No significant circularity; central correlation claim evaluated against external human preferences.

full rationale

The paper constructs per-image soft labels from MLLM agreement on four author-specified IVIF sub-dimensions and applies a tripartite loss (distributional matching plus Thurstone ordering terms). However, the reported SOTA result is an empirical correlation with independent human visual preference ratings, which serves as an external benchmark rather than a self-referential fit. No equations or steps in the abstract reduce the final human-correlation metric to the soft-label construction by definition.
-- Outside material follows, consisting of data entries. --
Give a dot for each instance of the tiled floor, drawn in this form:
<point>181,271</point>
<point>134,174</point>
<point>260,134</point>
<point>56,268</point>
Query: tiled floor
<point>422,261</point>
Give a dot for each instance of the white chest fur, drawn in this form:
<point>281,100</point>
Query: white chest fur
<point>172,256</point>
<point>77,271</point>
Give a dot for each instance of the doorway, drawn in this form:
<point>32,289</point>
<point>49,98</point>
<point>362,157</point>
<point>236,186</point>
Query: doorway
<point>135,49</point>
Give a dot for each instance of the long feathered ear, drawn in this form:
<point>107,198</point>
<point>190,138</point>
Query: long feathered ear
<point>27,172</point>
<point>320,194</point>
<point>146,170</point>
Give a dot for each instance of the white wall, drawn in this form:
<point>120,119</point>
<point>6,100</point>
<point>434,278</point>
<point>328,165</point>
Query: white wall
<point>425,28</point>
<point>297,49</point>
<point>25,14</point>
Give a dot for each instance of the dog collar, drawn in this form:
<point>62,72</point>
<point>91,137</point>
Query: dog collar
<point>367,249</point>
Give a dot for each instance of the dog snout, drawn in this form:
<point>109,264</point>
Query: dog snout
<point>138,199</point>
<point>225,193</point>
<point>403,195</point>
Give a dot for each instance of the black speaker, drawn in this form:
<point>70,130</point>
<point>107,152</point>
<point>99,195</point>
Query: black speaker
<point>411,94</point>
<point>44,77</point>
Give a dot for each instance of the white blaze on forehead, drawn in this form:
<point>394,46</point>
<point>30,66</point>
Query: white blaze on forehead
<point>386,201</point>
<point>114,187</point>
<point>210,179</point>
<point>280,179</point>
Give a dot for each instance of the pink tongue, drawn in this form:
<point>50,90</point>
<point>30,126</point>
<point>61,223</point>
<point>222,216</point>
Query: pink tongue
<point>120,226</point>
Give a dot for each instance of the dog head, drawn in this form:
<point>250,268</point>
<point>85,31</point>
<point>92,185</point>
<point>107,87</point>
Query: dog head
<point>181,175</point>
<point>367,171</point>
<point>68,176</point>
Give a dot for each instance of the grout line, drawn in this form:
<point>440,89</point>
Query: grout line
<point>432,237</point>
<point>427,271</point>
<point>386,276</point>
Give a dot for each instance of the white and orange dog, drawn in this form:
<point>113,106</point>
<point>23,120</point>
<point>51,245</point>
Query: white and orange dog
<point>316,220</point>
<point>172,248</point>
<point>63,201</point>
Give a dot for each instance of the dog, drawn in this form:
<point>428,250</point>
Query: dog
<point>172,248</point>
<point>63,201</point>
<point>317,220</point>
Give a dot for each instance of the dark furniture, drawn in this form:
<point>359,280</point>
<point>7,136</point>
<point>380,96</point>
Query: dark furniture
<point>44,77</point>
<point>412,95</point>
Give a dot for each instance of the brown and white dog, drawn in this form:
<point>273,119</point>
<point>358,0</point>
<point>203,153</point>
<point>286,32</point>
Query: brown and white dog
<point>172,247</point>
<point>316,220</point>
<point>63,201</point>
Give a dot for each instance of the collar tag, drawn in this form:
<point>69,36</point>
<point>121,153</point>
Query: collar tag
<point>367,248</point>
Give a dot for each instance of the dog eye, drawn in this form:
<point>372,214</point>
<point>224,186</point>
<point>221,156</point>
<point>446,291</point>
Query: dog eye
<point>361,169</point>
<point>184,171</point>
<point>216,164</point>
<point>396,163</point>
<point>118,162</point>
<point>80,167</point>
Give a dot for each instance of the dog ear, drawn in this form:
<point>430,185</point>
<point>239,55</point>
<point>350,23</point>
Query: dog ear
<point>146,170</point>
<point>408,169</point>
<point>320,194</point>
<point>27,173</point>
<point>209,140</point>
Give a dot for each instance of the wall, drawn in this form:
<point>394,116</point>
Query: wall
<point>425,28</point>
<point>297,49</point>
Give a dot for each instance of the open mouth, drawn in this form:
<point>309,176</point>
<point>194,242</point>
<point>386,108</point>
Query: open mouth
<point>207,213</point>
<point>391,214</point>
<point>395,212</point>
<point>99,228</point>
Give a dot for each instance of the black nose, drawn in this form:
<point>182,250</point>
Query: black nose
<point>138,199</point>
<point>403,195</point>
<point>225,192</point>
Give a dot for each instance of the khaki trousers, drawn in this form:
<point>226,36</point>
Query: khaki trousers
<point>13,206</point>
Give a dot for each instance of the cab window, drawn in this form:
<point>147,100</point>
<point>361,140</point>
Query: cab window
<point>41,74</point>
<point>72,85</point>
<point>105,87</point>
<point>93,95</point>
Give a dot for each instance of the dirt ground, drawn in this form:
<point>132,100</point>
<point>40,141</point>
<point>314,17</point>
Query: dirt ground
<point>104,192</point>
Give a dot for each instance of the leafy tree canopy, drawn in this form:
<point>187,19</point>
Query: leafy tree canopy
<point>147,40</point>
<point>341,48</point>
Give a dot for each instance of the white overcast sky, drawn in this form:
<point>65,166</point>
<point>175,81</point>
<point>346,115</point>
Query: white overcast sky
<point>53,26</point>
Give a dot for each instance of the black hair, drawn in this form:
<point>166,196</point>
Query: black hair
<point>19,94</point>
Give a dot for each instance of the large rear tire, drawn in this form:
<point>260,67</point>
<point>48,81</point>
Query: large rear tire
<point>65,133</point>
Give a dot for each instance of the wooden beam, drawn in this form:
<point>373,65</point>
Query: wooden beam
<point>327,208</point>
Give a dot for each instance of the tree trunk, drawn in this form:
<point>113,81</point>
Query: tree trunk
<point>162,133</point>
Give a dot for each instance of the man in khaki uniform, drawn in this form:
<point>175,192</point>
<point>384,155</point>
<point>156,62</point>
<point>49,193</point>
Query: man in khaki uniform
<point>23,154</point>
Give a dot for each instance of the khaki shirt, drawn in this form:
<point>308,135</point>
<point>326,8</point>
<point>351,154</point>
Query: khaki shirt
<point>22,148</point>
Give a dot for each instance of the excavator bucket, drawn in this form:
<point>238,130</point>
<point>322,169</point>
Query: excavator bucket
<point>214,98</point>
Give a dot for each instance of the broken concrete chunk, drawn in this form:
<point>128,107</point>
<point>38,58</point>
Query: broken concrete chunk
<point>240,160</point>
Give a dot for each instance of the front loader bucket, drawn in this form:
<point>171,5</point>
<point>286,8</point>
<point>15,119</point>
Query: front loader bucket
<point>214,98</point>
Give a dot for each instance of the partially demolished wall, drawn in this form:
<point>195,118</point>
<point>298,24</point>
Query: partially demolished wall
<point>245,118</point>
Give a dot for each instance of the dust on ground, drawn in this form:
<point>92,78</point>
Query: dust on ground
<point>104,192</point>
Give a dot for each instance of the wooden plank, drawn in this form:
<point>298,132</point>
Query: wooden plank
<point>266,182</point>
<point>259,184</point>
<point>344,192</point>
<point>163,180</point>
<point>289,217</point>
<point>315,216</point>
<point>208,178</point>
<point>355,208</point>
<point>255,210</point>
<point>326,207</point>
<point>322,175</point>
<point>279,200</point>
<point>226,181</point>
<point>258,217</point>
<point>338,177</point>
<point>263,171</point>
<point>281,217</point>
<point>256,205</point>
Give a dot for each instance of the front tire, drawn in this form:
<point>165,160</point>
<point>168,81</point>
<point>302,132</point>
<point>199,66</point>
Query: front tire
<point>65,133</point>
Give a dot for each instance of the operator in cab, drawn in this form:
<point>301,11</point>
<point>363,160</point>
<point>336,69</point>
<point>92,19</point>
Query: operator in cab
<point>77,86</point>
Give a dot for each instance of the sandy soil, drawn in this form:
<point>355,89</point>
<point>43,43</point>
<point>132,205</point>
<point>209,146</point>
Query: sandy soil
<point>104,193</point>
No self-citations are invoked as load-bearing uniqueness theorems. This qualifies as a normal non-circular outcome (score 0-2) where the derivation remains self-contained against external data.

Axiom & Free-Parameter Ledger

0 free parameters · 1 axioms · 0 invented entities

Abstract-only review provides insufficient detail to enumerate specific free parameters or invented entities; the central approach rests on the domain assumption that MLLMs can emulate human perceptual judgments.

axioms (1)
  • domain assumption Multimodal LLMs can produce continuous quality scores that meaningfully mimic human visual perception for fused images
    Invoked to justify replacing discrete predictions with continuous scores and soft labels.